This change is a bit of a hack, but I've run out of better ideas. Basically, I'm adding a fudge factor to the cost of insertelement and extractelement operations at very small VLs. This has the effect of making vectorization of partially vectorizeable sub-trees appear less profitable to SLP. The result is that we vectorize significantly fewer small trees when SLP is enabled.
Note that because this penalty *isn't* being applied to loads and stores, we will still vectorize an VL=2 tree (or an VL=2 subtree with a wider root) if the sub-tree is fully vectorizeable.
Here's the impact on namd from spec 2017.
Before:
vsetivli : 2181 total 1: 135 2: 1411 3: 21 4: 579 8: 35 vsetvli : 735 total zero, zero: 687 reg, zero : 48
After:
vsetivli : 1360 total 1: 73 2: 737 3: 11 4: 505 8: 34 vsetvli : 257 total zero, zero: 191 reg, zero : 66
This interface isn't solely used by SLP, but it's close. There's one use in CodeGenPrepare which will cause CGP to be slightly more aggressive about speculating unused lanes, and one use in LV which will bias us away from uniform stores at very small VLs. Within SLP, this is mostly used to compute build_vector and extract costs. As the SLP test diff shows, this sometimes results in odd choices - e.g. why did scalarization cost going up result in fewer sub-vector extracts? - but on the whole clearly decreases vectorization at small VLs.
For context, I've been trying to improve the vector codegen at small VLs for the last few weeks (and @luke has been helping), but we don't seem to be making significant progress.
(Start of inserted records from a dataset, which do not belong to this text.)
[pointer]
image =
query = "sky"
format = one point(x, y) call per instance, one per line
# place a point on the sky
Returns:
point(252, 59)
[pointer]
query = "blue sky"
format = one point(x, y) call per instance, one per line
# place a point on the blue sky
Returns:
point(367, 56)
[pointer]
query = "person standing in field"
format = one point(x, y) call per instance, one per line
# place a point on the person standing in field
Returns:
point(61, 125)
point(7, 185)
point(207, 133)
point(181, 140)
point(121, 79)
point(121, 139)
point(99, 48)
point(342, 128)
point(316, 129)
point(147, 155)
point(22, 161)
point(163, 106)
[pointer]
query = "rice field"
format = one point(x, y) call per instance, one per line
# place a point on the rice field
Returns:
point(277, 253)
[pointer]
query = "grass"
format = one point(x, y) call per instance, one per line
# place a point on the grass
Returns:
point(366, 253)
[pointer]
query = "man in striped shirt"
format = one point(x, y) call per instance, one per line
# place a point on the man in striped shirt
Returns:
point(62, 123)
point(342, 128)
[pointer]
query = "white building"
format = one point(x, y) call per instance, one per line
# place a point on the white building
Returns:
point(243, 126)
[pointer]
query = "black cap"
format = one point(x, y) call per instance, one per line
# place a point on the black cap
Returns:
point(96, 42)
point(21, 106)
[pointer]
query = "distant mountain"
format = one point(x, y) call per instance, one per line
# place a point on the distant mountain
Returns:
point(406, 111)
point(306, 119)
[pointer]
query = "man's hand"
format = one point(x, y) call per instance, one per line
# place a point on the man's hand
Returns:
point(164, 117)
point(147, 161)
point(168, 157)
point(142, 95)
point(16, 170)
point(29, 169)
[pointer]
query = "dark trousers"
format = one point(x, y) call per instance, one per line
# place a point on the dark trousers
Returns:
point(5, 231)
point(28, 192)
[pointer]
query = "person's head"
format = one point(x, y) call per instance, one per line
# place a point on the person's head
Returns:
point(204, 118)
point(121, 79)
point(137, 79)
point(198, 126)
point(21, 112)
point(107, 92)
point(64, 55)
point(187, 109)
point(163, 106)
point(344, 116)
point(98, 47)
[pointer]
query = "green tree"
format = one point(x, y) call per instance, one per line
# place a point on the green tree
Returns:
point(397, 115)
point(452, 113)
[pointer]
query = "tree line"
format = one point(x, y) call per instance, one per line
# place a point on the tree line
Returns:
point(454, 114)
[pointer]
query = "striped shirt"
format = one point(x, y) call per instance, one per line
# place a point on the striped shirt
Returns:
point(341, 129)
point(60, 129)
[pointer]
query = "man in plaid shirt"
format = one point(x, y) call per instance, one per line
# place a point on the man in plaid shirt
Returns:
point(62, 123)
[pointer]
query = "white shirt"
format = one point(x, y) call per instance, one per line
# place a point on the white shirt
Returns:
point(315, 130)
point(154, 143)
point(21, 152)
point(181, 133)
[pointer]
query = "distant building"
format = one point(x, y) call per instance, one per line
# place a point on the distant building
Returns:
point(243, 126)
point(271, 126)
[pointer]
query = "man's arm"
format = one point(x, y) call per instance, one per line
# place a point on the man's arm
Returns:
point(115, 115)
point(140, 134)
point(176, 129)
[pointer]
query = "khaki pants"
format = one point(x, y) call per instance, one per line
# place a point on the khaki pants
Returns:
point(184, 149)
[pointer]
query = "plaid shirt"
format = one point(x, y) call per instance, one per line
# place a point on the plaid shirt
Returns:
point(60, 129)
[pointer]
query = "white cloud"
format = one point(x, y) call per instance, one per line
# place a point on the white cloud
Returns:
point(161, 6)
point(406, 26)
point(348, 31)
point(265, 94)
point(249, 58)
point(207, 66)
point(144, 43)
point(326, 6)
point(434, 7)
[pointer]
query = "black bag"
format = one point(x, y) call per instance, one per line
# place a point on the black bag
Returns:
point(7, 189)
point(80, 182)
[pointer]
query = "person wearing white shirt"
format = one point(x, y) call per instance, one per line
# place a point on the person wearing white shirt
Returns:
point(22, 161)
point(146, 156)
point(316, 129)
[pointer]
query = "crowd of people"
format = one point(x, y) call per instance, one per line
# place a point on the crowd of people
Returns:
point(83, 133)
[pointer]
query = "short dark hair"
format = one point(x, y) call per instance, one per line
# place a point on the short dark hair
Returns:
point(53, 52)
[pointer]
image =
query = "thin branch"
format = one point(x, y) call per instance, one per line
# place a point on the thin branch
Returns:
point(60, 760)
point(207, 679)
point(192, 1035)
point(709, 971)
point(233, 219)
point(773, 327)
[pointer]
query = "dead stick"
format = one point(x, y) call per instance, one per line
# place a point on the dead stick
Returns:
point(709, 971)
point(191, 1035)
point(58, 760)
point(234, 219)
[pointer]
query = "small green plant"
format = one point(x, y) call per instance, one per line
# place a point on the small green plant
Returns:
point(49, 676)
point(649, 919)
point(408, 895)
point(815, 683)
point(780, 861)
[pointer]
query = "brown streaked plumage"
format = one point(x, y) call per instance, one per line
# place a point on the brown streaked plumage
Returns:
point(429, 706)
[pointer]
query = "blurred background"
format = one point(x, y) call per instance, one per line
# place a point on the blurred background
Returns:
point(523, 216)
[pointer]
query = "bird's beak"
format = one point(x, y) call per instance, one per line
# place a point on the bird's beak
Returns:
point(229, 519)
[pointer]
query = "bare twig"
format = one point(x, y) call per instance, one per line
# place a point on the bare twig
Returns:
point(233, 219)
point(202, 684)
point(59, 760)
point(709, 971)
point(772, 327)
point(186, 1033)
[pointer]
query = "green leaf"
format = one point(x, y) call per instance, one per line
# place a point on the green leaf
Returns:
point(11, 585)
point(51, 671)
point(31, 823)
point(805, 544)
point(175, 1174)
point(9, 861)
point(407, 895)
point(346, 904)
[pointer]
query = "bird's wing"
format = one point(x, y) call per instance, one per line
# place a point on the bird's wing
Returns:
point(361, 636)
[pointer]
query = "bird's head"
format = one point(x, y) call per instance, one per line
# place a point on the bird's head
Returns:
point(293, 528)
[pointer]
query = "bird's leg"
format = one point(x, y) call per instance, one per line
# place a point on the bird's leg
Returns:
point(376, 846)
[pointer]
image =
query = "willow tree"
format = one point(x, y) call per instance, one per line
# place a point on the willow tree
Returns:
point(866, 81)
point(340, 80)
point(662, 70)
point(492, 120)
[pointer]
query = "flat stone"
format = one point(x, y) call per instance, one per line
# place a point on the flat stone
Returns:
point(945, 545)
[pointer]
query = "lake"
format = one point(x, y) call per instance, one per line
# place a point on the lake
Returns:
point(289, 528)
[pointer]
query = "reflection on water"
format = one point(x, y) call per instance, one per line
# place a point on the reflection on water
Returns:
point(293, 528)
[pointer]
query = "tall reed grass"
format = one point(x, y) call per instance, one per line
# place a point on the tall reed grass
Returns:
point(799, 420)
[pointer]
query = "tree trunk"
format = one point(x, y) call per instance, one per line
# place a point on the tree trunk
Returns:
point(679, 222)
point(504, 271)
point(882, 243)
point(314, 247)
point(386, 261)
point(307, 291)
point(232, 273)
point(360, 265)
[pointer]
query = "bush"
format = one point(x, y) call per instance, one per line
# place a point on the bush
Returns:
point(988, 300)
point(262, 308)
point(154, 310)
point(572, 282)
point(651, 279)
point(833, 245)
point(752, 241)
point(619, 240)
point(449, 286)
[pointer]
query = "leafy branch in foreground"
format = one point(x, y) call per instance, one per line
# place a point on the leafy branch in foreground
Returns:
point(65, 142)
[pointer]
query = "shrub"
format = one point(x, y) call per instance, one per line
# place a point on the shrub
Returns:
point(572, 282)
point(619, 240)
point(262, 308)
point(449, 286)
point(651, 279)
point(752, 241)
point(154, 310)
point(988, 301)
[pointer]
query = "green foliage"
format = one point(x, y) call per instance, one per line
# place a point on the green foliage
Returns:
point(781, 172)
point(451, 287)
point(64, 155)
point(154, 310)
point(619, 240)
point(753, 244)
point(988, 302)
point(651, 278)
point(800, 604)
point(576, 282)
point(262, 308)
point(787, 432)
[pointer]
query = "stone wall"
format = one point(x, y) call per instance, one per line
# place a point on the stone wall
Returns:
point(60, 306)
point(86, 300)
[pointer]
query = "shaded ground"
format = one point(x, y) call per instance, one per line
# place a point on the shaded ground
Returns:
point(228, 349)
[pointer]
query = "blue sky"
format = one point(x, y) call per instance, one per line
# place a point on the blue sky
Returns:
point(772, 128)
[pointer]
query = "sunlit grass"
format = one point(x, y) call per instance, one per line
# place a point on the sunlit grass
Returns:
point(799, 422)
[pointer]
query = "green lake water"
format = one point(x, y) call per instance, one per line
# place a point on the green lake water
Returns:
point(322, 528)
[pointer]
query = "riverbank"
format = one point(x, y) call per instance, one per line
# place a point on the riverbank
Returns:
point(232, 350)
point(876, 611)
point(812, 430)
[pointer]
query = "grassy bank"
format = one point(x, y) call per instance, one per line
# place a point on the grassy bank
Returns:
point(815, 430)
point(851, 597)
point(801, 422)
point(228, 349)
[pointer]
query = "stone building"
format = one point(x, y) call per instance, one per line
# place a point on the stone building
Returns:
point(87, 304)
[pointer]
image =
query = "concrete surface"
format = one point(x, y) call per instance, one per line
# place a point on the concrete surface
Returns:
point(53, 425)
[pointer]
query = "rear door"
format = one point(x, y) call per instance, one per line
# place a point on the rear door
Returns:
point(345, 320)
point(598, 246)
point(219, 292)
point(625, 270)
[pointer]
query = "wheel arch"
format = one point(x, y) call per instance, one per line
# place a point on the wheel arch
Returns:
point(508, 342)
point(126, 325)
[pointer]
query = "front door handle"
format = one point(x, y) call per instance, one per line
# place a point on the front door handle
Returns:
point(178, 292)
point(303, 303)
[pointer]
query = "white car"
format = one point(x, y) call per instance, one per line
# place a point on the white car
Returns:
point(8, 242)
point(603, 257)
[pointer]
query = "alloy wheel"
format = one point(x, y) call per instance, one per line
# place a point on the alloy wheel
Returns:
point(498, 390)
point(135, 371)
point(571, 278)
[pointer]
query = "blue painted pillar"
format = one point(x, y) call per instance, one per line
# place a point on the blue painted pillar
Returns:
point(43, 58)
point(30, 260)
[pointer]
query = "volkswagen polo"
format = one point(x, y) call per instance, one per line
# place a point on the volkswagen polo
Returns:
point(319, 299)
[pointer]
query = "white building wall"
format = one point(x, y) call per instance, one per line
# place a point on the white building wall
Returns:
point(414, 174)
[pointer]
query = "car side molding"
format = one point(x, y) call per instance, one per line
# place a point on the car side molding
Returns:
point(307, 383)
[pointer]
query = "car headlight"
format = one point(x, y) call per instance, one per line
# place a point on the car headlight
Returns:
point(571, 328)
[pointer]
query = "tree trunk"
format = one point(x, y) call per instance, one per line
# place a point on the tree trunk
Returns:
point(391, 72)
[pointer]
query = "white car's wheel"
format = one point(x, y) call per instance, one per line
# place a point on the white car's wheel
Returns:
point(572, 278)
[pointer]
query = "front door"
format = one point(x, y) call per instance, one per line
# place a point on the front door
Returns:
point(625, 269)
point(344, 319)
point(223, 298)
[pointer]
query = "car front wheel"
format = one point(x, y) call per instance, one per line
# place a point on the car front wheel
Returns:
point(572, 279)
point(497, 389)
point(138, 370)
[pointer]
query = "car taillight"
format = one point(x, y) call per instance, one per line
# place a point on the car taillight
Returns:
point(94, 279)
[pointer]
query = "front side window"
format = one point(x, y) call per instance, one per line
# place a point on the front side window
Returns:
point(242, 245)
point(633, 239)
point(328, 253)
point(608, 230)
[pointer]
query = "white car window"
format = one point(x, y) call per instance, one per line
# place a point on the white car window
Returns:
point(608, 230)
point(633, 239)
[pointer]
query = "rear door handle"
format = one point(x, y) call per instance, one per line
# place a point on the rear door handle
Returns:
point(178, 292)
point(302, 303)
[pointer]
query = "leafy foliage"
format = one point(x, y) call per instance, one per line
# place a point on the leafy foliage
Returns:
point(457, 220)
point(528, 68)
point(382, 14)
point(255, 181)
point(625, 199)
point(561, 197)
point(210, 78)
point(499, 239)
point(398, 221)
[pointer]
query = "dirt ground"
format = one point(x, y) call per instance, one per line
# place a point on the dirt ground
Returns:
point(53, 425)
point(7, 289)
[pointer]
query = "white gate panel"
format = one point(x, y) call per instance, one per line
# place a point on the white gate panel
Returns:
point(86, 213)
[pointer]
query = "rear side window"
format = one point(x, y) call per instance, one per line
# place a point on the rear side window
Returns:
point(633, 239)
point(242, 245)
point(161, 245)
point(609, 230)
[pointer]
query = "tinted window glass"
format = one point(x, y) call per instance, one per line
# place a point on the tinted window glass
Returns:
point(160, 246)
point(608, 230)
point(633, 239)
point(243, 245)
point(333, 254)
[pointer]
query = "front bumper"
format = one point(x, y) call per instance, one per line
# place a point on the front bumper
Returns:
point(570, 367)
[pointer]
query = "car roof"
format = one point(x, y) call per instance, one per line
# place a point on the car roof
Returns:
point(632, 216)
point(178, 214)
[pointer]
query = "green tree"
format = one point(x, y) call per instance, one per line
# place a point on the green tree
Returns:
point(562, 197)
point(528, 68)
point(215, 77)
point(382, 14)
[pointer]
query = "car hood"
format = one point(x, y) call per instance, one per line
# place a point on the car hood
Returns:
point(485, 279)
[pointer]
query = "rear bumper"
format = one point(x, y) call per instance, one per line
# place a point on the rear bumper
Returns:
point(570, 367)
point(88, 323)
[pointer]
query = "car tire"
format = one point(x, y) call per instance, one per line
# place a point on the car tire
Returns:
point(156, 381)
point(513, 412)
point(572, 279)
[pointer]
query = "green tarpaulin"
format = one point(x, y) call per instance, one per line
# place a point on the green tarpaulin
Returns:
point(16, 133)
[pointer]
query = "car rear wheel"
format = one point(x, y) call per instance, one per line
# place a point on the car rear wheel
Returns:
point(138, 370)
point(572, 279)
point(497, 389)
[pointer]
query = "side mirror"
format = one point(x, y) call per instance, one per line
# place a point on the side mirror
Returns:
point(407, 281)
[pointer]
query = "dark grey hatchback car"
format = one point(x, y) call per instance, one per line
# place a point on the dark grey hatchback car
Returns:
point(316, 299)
My goal with this patch is basically to side step that work, be able to enable SLP by default, and *then* return to trying to hammer on small VL codegen.
Is it needed for CostKind == TTI::TCK_CodeSize ?
I was thinking the total cost was composed of vmv instruction (BaseCost) and vslide instruction (SlideCost).
IIUC, BaseCost includes vector-scalar communication cost, and the addend 2 here accounts for this.